Fondé à l’été 1960, dans une auberge de Morin-Heights, dans les Laurentides, le RIN se compose, à l’origine, de figures comme André d’Allemagne, se sentant à l’étroit dans l’Alliance laurentienne, mouvement indépendantiste dirigé par Raymond Barbeau, campé à droite et créé trois ans plus tôt ; de nationalistes réunis autour de Marcel Chaput, de Hull, et provenant de la mouvance des sociétés Saint-Jean Baptiste et de l’Ordre de Jacques-Cartier ; et de quelques individus « non affiliés ». Pierre Bourgault, journaliste et comédien à ses heures, qui accédera à la présidence du parti en 1964 pour en demeurer la figure la plus connue, n’appartient pas au noyau fondateur mais s’alliera aux pionniers dès l’automne 1960.

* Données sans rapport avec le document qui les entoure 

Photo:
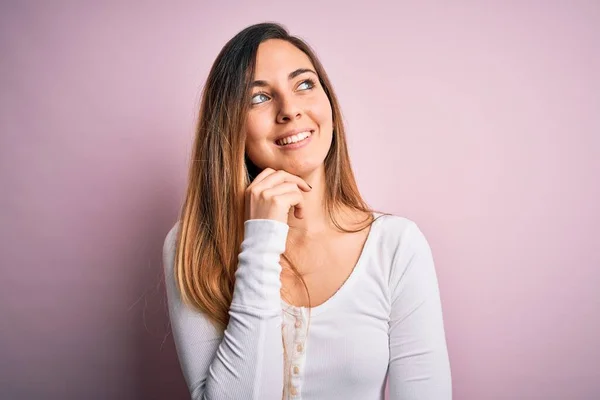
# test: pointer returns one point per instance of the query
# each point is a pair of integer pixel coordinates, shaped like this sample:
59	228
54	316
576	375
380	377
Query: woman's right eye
258	96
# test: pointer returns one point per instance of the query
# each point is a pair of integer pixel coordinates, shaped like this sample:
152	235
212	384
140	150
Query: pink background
478	120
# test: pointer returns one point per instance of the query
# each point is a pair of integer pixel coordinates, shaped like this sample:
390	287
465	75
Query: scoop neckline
358	267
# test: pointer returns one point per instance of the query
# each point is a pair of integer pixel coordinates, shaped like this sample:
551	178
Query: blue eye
257	96
309	82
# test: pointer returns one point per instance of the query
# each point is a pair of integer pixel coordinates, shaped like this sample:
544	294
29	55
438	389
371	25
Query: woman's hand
272	193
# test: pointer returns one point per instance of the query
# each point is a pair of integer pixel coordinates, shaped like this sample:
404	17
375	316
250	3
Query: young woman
281	281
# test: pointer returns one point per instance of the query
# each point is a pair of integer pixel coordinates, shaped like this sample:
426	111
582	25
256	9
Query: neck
316	219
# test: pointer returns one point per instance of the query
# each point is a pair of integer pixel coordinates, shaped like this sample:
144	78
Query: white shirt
384	322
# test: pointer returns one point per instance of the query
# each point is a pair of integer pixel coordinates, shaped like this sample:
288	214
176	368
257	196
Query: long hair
212	216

L’étude de Claude Cardinal fait ressortir à quel point l’existence du RIN, de 1960 à 1968, est tout sauf un long fleuve tranquille. Au départ, le Rassemblement se veut un mouvement d’éducation populaire, voué à promouvoir l’idéal indépendantiste et réunissant des membres issus de tous les courants ; ni un parti politique, donc, ni un groupement à l’idéologie socio-économique déterminée. Plusieurs de ses fondateurs ont précisément quitté l’Alliance laurentienne et refusé de se joindre à un petit mouvement indépendantiste de gauche, l’Action socialiste pour l’indépendance du Québec (ASIQ) de Raoul Roy, pour éviter toute association étroite entre leur idéal national et un crédo déterminé. Mais les tenants du RIN-mouvement, comme d’Allemagne, échoueront à réfréner les ardeurs électorales des adeptes du RIN-parti, et les membres conviendront au congrès de mai 1964 de se transformer en parti politique appelé à présenter des candidats aux élections provinciales prévues pour 1966. Une fois cette décision prise, il deviendra difficile pour ceux qui voient le RIN comme un forum d’indépendantistes de tempérer les ardeurs des militants qui souhaitent que le RIN s’inscrive clairement sur l’axe des idées : on ne peut pas mener une campagne électorale avec un seul article au programme, aussi noble et rassembleur soit-il. C’est ainsi que, porté par l’air du temps – l’élan décolonisateur, la sécularisation, la vogue du planisme, de l’État-providence et de la technocratie – le RIN est conduit à élaborer un programme politique de plus en plus détaillé, débordant largement les enjeux de l’indépendance nationale et de l’affirmation identitaire qui l’ont guidé au départ.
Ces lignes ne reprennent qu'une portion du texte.